Питер ехал в Делфт. После ночи Святого Николаса год назад, когда он принес гиацинт в дом Франчески, он не собирался упускать возможность повидаться с ней и в этом году. Юноша решил отправиться верхом, так как после затяжных дождей наступили холода, от которых дороги стали твердыми, а лужи покрылись сверкающим льдом.

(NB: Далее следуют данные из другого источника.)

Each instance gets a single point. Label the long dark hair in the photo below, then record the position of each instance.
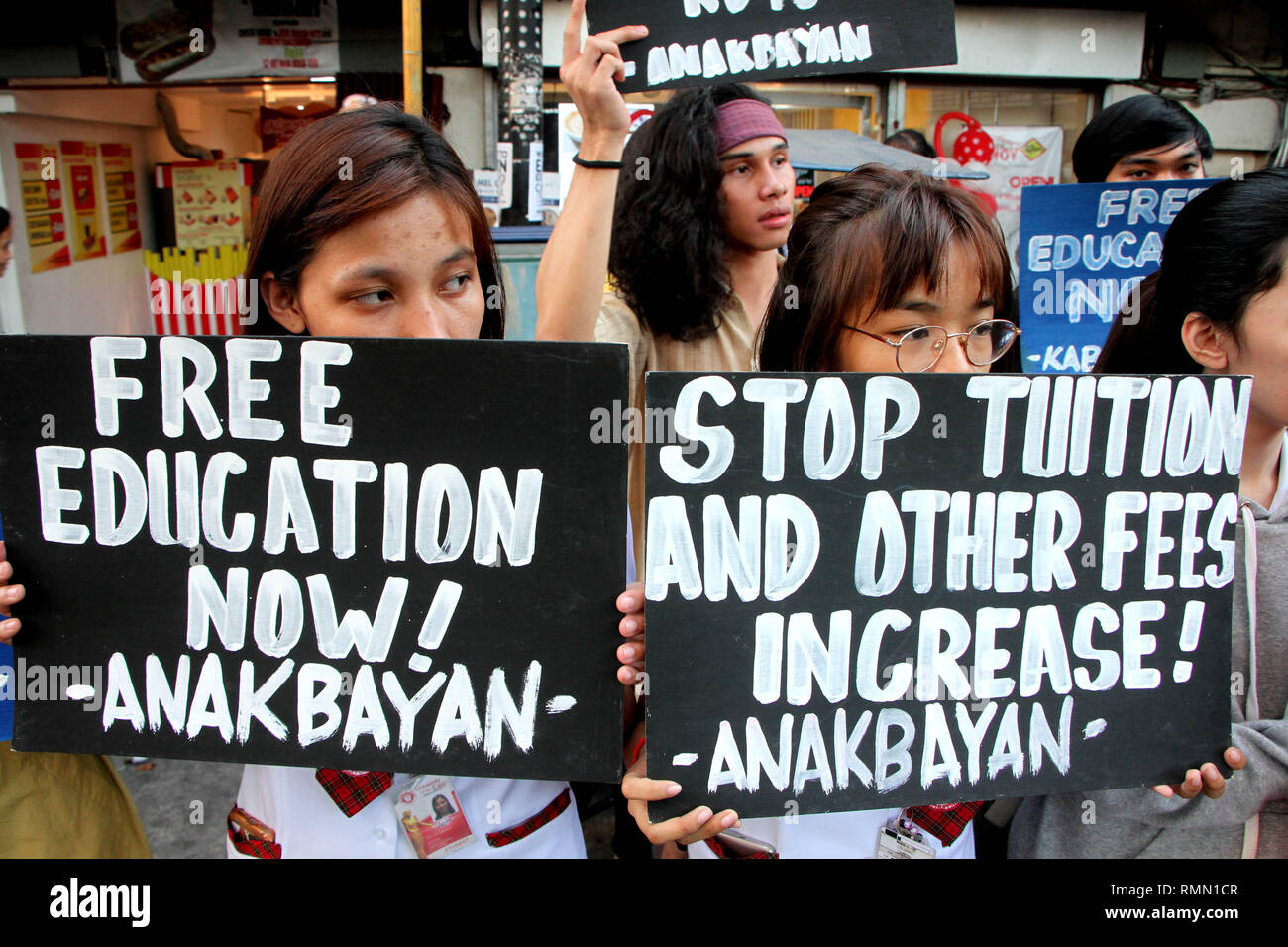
(347, 166)
(862, 243)
(1227, 247)
(668, 249)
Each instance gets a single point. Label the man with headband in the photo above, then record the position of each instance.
(686, 223)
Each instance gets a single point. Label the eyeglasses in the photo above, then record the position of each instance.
(919, 350)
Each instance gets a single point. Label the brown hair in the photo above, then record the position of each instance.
(347, 166)
(862, 243)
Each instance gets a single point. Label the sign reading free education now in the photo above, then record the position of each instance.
(870, 591)
(711, 42)
(1083, 249)
(357, 553)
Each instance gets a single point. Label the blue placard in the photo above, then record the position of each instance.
(1082, 249)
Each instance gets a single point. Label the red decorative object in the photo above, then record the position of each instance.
(971, 145)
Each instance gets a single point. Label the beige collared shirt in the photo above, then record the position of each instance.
(729, 348)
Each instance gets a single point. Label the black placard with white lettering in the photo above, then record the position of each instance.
(357, 553)
(711, 42)
(868, 591)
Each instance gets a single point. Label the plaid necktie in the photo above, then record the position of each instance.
(353, 789)
(945, 822)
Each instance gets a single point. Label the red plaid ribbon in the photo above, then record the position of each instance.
(507, 836)
(947, 821)
(353, 791)
(721, 852)
(256, 847)
(250, 836)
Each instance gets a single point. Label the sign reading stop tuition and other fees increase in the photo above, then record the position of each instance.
(867, 591)
(359, 553)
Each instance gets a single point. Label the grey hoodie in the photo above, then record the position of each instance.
(1140, 823)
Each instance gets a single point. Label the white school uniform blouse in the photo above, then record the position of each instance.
(309, 825)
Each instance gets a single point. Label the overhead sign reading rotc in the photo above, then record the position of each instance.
(870, 591)
(711, 42)
(365, 553)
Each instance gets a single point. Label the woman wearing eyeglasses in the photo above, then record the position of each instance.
(887, 272)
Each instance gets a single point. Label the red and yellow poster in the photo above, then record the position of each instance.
(43, 206)
(123, 209)
(211, 201)
(80, 163)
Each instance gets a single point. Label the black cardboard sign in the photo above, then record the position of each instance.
(357, 553)
(870, 591)
(711, 42)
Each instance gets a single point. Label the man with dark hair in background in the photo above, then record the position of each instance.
(1141, 138)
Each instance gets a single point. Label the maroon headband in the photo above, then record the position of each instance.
(742, 120)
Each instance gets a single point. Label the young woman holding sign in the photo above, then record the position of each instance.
(1219, 305)
(394, 247)
(893, 272)
(845, 302)
(369, 226)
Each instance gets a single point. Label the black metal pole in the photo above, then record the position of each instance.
(519, 78)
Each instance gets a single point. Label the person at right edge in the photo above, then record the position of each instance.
(1219, 305)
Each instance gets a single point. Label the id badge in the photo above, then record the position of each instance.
(432, 815)
(901, 838)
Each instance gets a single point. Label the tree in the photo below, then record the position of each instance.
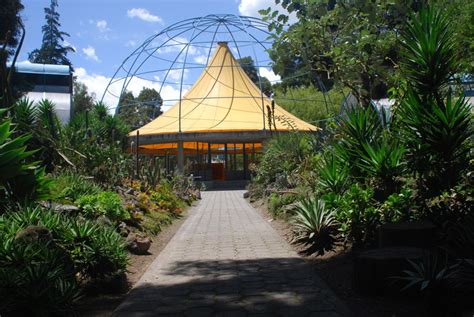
(10, 21)
(137, 112)
(352, 42)
(82, 100)
(248, 65)
(150, 103)
(53, 50)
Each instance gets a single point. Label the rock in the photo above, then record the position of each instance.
(374, 270)
(123, 229)
(410, 234)
(138, 245)
(64, 208)
(34, 234)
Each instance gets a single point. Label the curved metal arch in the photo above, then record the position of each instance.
(252, 32)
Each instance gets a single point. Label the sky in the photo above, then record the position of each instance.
(104, 32)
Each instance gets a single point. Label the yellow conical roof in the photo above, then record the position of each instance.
(223, 99)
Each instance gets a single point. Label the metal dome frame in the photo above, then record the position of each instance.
(213, 24)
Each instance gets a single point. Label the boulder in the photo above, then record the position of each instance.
(375, 271)
(138, 245)
(410, 234)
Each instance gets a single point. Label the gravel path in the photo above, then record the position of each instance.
(226, 260)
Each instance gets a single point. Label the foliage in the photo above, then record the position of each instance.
(358, 128)
(278, 204)
(53, 50)
(70, 186)
(35, 279)
(314, 225)
(20, 180)
(93, 250)
(308, 103)
(94, 144)
(107, 204)
(352, 43)
(165, 199)
(333, 175)
(42, 123)
(283, 155)
(82, 100)
(398, 206)
(137, 112)
(436, 126)
(358, 215)
(10, 21)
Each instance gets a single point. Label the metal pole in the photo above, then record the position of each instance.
(136, 156)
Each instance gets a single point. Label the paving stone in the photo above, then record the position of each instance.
(226, 260)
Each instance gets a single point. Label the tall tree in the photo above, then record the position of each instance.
(352, 42)
(10, 24)
(10, 21)
(82, 100)
(248, 65)
(53, 50)
(150, 103)
(138, 111)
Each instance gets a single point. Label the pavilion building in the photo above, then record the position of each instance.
(218, 127)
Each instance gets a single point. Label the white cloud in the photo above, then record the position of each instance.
(102, 26)
(143, 14)
(98, 83)
(131, 43)
(177, 44)
(270, 75)
(251, 8)
(90, 53)
(201, 59)
(175, 74)
(66, 43)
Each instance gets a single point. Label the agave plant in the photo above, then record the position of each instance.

Питер видел Франческу только один раз после того, как заходил в дом Вермеров во время празднования дня рождения. Это было в то время, когда Хендрик все еще находился в тюрьме, и Алетта умоляла его не сообщать сестре о затруднительном положении отца. Они договорились через Герарда о встрече. В то августовское утро Франческа ждала его у остроконечных башен восточных ворот. Как только он появился в поле зрения, она бегом бросилась по мосту навстречу ему — стройная фигурка в зеленом платье и соломенной шляпке. Франческа захватила с собой принадлежности для эскизов, являющиеся официальной причиной отсутствия весь день, хотя она доверила Катарине свою тайну.

Питер посадил девушку к себе на лошадь, и они поскакали за город, где можно было побыть наедине. Это был чудесный пикник, с бутылкой вина, привезенной Питером. Он наблюдал, как Франческа делала наброски сияющего канала и простиравшегося за ним поля, видневшихся вдали жнецов и красной ветряной мельницы, которая, казалось, главенствовала над этим мирным пейзажем. Он любовался очаровательным лицом девушки, поглощенной работой над рисунком, солнечным светом, запутавшимся в ее великолепных волосах и беззащитной красотой шеи над белым батистовым воротничком.

Были и минуты нежности, когда они лежали, обмениваясь любовным шепотом, в высокой траве, полной полевых цветов и порхающих бабочек с яркими, как драгоценные камни, крылышками, казавшимися в солнечном свете прозрачными. Питер целовал ее губы, лицо, шею, соски бледных грудей, испытывая боль от желания обладать ею. Один раз он с такой тоской уткнулся лицом в колени девушки, крепко обхватив ее бедра, что ощутил ее дрожь и задохнулся от страсти. Но Франческа поднялась и, взяв его голову, притянула к себе и нежно поцеловала в губы. Ее широко распахнутые глаза говорили, что еще не время, не важно, как сильно не хотелось бы им этого.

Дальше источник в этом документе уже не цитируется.